4. Economic challenges will have everyone turning an eye toward their existing
customers and away from expensive acquisitions, says Debbie Dypko, vice president of analytical services at ANALYTICi. Statistical models and deep segmentation will be used to determine whom to go
after. “The key is timeliness, and knowing the right time to identify someone as ‘at risk’ and reactivate them before they’re gone for good.”
5.
“Companies that can figure out the right way to measure video engagement will have a competitive edge in the next couple of years until everybody can do it,” says Jim Sterne, producer of
the eMetrics Marketing Optimization Summit and chairman of the Web Analytics Association. “How many people watch, when they stop watching and what sort of comments they make is the key to
understanding your marketplace.”
6. Social media provide rich insight, and companies and agencies are building their own proprietary tools for measuring it. “Typically, what you
would do is put a list of topics and brands into these tools so you can find out what topics are generating the most buzz,” says Joe Abruzzo, executive vice president of research at MPG North
America.
7. New metrics will make connections. GM announced that one-third of its ad budget was moving online over the next two years, and P&G is moving a lot of its money
online,” says Andrew Lipsman, senior analyst at comScore. The reason, he says, is because tools now exist that make it easier to tie online exposures to offline behavior.
8.
Marketers are learning that behavioral data holds the key to future sales, Abruzzo says, and they’re using it to improve segmentation. “Basically, they’re building out around the way
clients are seeing their targets behave.”
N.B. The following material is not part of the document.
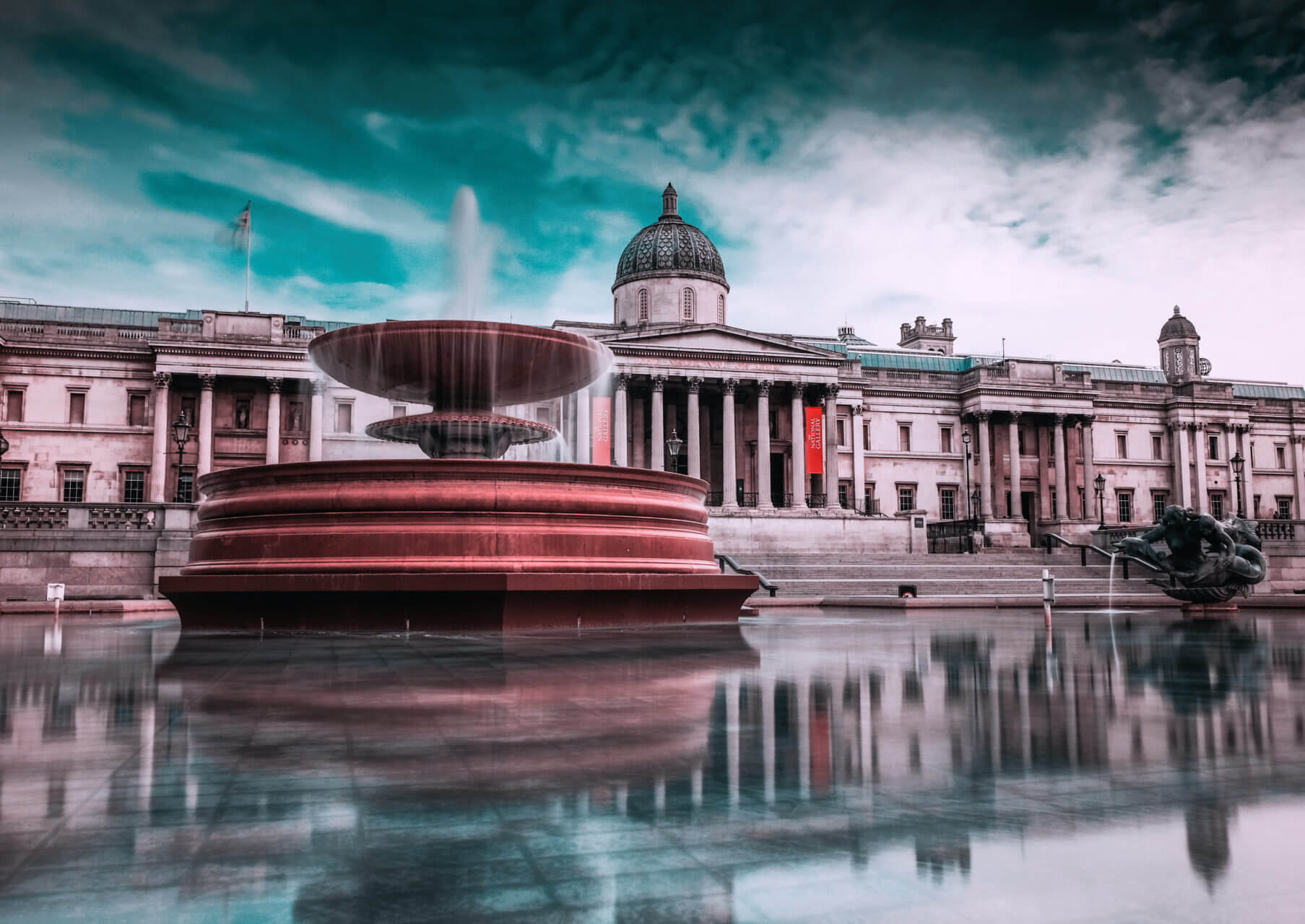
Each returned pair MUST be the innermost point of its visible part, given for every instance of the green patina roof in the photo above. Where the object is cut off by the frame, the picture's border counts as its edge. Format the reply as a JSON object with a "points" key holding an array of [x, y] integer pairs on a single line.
{"points": [[1119, 373], [21, 311], [1254, 391]]}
9. This may take until 2010 to reach critical mass, but “in-store data-gathering devices will start to mirror the same kind of data
we’re already getting from the Internet,” says Coleen Kuehn, executive vice president and chief strategist at MPG North America. “It will be able to tell you I went from the bread
aisle to the dairy section, that I spent two minutes there and what I bought.” One service, she says, will have consumers swipe their frequent-shopper card against a reader on their cart, which
will generate up-sell suggestions such as, “It’s been four weeks since you bought toothpaste. Is it time you got another tube?”
10. As dollars get scarce,
competition grows fierce. Firms and marketers are collecting or buying competitive data — such as product assortment, price, and consumer attitudes and behaviors toward the competitor —
and integrating it into their analytics for deeper insight. “Today, most companies pay attention to their own initiatives and the general response of the consumer, but they’re learning
that the competition’s work can be the critical missing piece,” says Doug Brooks, vice president of Marketing Management Analytics.